Search code examples
rclassificationcluster-analysisk-meanscentroid

K-means clustering with pre-defined centroids


I'm trying to run K-means algorithm with predefined centroids. I have had a look at the following posts:

1.R k-means algorithm custom centers

2.Set static centers for kmeans in R

However, every time I run the command:

km = kmeans(df_std[,c(10:13)], centers = centroids)

I get the following error:

**Error: empty cluster: try a better set of initial centers**

I have defined the centroids as:

centroids = matrix(c(140.12774, 258.62615, 239.36800, 77.43235,
                      33.37736, 58.73077,  68.80000,  12.11765,
                     0.8937264, 0.8118462, 0.8380000, 0.8052941,
                     11.989858, 12.000000, 8.970000,  1.588235),
ncol = 4, byrow = T)

And my data, is a subset of a data frame say: df_std.

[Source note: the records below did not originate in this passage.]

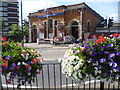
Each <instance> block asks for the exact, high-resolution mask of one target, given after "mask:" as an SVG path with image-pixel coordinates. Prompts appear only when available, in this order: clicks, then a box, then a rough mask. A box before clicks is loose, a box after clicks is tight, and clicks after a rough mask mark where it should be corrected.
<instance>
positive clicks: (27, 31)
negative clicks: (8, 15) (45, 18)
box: [8, 20, 29, 41]
mask: <svg viewBox="0 0 120 90" xmlns="http://www.w3.org/2000/svg"><path fill="white" fill-rule="evenodd" d="M10 29H11V31H9V32H8V34H9V35H10V36H22V37H25V39H26V41H28V36H29V23H28V22H27V20H23V25H22V27H21V26H20V25H17V24H12V25H11V26H10ZM22 29H23V32H22Z"/></svg>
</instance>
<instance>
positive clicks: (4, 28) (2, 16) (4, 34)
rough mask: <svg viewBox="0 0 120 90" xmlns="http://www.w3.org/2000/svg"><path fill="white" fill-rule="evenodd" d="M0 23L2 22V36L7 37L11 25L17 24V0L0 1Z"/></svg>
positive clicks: (17, 4) (17, 24) (17, 14)
mask: <svg viewBox="0 0 120 90" xmlns="http://www.w3.org/2000/svg"><path fill="white" fill-rule="evenodd" d="M0 21H3V22H4V25H5V27H4V29H3V31H2V34H3V36H7V35H8V31H10V27H9V26H11V25H12V24H17V25H18V24H19V2H18V0H1V1H0Z"/></svg>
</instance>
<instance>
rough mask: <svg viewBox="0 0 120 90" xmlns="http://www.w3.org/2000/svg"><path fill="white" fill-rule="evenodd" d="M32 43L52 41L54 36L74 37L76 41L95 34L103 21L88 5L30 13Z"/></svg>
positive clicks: (47, 8)
mask: <svg viewBox="0 0 120 90" xmlns="http://www.w3.org/2000/svg"><path fill="white" fill-rule="evenodd" d="M28 18H29V25H30V31H29V33H30V37H29V41H30V42H37V40H39V41H42V40H51V39H52V37H53V36H55V37H56V36H61V37H64V36H67V35H72V36H74V37H75V38H76V39H78V38H81V35H83V34H84V35H86V37H87V36H88V35H89V34H95V29H96V26H97V24H98V23H100V22H101V20H103V17H101V16H100V15H99V14H98V13H97V12H95V11H94V10H93V9H91V8H90V7H89V6H88V5H87V4H85V3H80V4H74V5H68V6H65V5H62V6H58V7H51V8H47V9H42V10H38V11H37V12H34V13H29V16H28Z"/></svg>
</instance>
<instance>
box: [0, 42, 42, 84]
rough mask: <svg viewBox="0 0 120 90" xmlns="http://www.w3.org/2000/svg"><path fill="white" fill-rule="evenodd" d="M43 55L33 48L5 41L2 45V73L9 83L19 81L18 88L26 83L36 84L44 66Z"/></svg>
mask: <svg viewBox="0 0 120 90" xmlns="http://www.w3.org/2000/svg"><path fill="white" fill-rule="evenodd" d="M41 61H42V58H41V55H40V54H39V53H38V52H36V51H35V49H33V48H28V47H23V46H22V44H21V43H20V42H13V41H5V40H4V42H3V43H2V59H1V63H2V69H3V70H2V72H3V75H4V76H8V77H7V83H8V84H10V83H12V80H13V79H17V81H18V86H20V85H21V84H25V83H26V82H28V83H31V82H34V79H35V76H36V74H38V73H39V72H40V70H41V69H42V66H41V65H40V62H41Z"/></svg>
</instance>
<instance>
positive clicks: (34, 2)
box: [22, 0, 120, 21]
mask: <svg viewBox="0 0 120 90" xmlns="http://www.w3.org/2000/svg"><path fill="white" fill-rule="evenodd" d="M119 1H120V0H22V4H23V19H26V18H27V16H28V15H29V13H33V12H37V11H38V10H41V9H45V8H49V7H56V6H60V5H72V4H79V3H82V2H85V3H86V4H87V5H88V6H89V7H91V8H92V9H93V10H95V11H96V12H97V13H98V14H100V15H101V16H102V17H104V18H108V17H113V18H114V21H118V2H119Z"/></svg>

It has been scaled already

df_std[,c(10:13)]

I'm wondering why would the system give the above error? Any help on this would be highly appreciated!


Solution

  • While browsing for the specific error that I posted above:

    Error: empty cluster: try a better set of initial centers
    

    I found the following link to a conversation:

    http://r.789695.n4.nabble.com/Empty-clusters-in-k-means-possible-solution-td4667114.html

    Broadly speaking, the above error is generated when the centroids don't match with the data.

    It can happen when k is a number: due to random starts of the k-means algorithm, there is a possibility that the centres do not match with data

    It may also happen when k represents the centroids (my case). The problem was: my data was scaled but my centroids were unscaled.

    The above shared link made me realise that there is a bug in my code. Hope it will help someone in a similar situation as mine!